"Nightsong of Splendor" --- "Kasei Yakyoku"
For those who loved "Brother, Dear Brother", here is another little-known work by the talented team Osamu Dezaki & Akio Sugino. "Kasei Yakyoku" is a 4-part OAV series produced in 1988. The anime is based on a "ladies comic" manga feature by Makiko Hirata which ran in "May" magazine. This magazine is apparently no longer published.
Why isn't this anime better known? This OAV set is extremely rare.
Though it was sold on both laserdisk and VHS, its tiny market (older girls,
young working women) probably contributed to a very limited release.
Add to that the fact that VHS tapes are deteriorating after this much time,
and even the laserdisks show some signs of degradation ("laser-rot").
We have the first two parts of this from tape source, and the second two
parts on CAV laserdisk. All 4 parts can fit onto one 120 minute tape.
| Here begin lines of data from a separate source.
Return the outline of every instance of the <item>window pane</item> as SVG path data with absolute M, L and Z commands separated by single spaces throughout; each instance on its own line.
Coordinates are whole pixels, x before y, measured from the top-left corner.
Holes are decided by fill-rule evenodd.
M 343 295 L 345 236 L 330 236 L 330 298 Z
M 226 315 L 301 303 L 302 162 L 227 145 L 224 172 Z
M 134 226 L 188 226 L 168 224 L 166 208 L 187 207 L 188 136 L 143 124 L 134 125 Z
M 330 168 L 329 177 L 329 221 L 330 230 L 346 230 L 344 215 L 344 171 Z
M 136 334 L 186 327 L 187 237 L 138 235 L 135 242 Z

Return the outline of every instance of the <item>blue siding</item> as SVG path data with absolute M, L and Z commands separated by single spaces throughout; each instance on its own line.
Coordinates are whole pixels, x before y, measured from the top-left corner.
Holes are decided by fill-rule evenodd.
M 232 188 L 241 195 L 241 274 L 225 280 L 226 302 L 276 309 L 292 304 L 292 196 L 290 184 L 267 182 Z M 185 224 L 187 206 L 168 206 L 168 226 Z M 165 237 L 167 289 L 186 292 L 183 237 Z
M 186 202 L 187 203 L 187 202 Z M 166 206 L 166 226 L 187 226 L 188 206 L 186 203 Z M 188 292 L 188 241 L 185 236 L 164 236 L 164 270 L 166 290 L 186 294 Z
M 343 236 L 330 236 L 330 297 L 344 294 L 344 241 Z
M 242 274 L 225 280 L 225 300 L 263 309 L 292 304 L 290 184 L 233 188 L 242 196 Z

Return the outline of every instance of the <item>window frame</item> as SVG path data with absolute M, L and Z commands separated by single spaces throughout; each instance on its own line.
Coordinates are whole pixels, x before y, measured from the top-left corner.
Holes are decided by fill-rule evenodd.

We'd like to thank our club member, Jen Garuti, who located the precious
source video for us.
"Nightsong" predates "Oniisama E" by 4 years, but the "BDB" fan will immediately recognize the unmistakable character design of Sugino Akio and the dramatic, subdued intensity of director Osamu Dezaki. Scenes pan accross the screen, colliding with faces, leading to shots with stunning color contrasts and enormous depth of field, almost unmatched in animation. Over and over, agonizing frozen moments of personal conflict dissolve slowly into art-rendered paintings of great beauty, to remain stored in our conciousness forever. This is some of the greatest animation from two of the greatest masters in Japan. The viewer is likely to be reminded of both "Oniisama E" and "Black Jack".
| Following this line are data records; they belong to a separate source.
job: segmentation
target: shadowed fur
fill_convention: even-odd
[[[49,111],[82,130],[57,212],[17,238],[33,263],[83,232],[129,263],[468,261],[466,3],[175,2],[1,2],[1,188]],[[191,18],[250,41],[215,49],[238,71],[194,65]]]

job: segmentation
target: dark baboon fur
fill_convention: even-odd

The story takes place in old Tokyo, the Tokyo of August-September 1923 (Showa 12). At this moment in time, the city is a mixture of extremes... past and present, rich and poor, good and bad. This is a city where we see both horsecarts and motorcars, swords and pistols, lords and businessmen. A wealthy woman from an upper-class family finds herself attracted to a handsome young man, Taka. He and his younger brother seem to be allied, perhaps not entirely willingly, with some of the city's criminal underground (Yakuza). The lady's lovely young maidservant, Sara, meets him too, and a conflict ensues which can only lead to tragedy, passion, and dishonor. But, as events move on, and the days pass, the viewer sees a terrible date coming closer... that unforgettable day of September 1, 1923, at 11:58, when the Great Kanto Earthquake and tidal wave struck Tokyo, causing the death of almost 100,000 people, one of the greatest disasters in human history. But, as an era ends, life still continues. From the ashes even romance can rise again. This story would make a fine opera. Dezaki's methodical and painstaking storytelling unfolds at a comfortable, brisk pace. The characterization is detailed and vivid.
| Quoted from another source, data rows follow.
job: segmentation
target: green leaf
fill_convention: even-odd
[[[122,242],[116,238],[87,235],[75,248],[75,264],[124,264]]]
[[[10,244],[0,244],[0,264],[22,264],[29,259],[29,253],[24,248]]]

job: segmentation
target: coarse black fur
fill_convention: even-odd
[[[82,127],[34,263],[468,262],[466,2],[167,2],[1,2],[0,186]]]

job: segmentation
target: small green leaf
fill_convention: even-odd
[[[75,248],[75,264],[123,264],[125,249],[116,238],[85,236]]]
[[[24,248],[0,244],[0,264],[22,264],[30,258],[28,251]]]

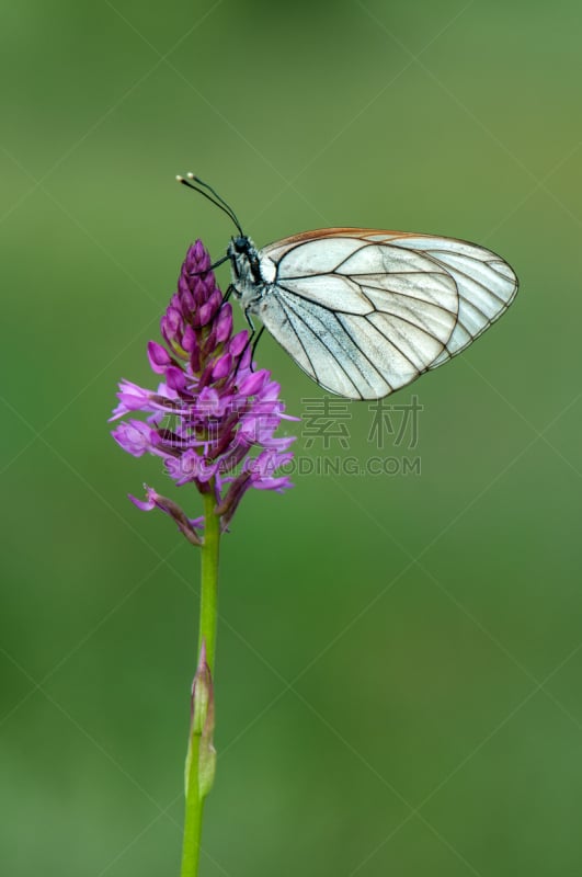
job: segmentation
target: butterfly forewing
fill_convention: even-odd
[[[381,229],[321,229],[260,251],[276,265],[256,307],[320,386],[374,399],[459,353],[511,304],[517,280],[475,244]]]

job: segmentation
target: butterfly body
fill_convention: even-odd
[[[321,387],[351,399],[381,398],[447,362],[517,292],[495,253],[431,235],[328,228],[258,250],[241,234],[227,257],[247,317]]]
"Nightsong" is for MATURE VIEWERS ONLY. The story contains scenes of violence, nudity, and sexual encounters. I would venture that the material might be suitable for 16 year olds or older, but parents should decide this for themselves.
For those who have seen "Brother Dear Brother", recall the movie "Believe in Love" which Nanako sees with her friends in episode 25. This "movie-in-an-anime" which showed for a few seconds could almost be a twin to "Nightsong" in appearence. Both of them were "rather adult in nature." 16-year old Nanako felt a little uncomfortable watching "Believe in Love" because of the steamy scenes, and similar scenes are found in "Nightsong."
We will begin accepting sponsorships (4 of them) for the feature later in 2000. In the meantime, we'll keep this web page current and available so that you know what to expect.
There is no direct translation of the title because it is written as a "kanji pun". Right now, we're using the working title of "Nightsong of Splendor" for our English language fansub of "Kasei Yakyoku." The word "yakyoku" translates in a straightforward way as night music, evensong, nocturne, etc. In this case it feels right to include the word "night" in the translation to help emphasize the passion and adult nature of the subject matter. However, the word "kasei" is less easy to render. As spoken, "kasei" could mean "Mars" which would be written as a combination of the usual kanji "fire"+"star". However, the "ka" from the combination "ka-rei" meaning "splendor, magnificence" is used instead of the Mars "fire" kanji, implying that the meaning is not literally "Mars." A closer rendering might be "Of Starry Splendor" or "Star-splendored" but this is a bit clumsy in English. We'll decide later on the final title with the help of our translator, but for now "Nightsong of Splendor" is the title we're using, and it could well be the title we'll stick with.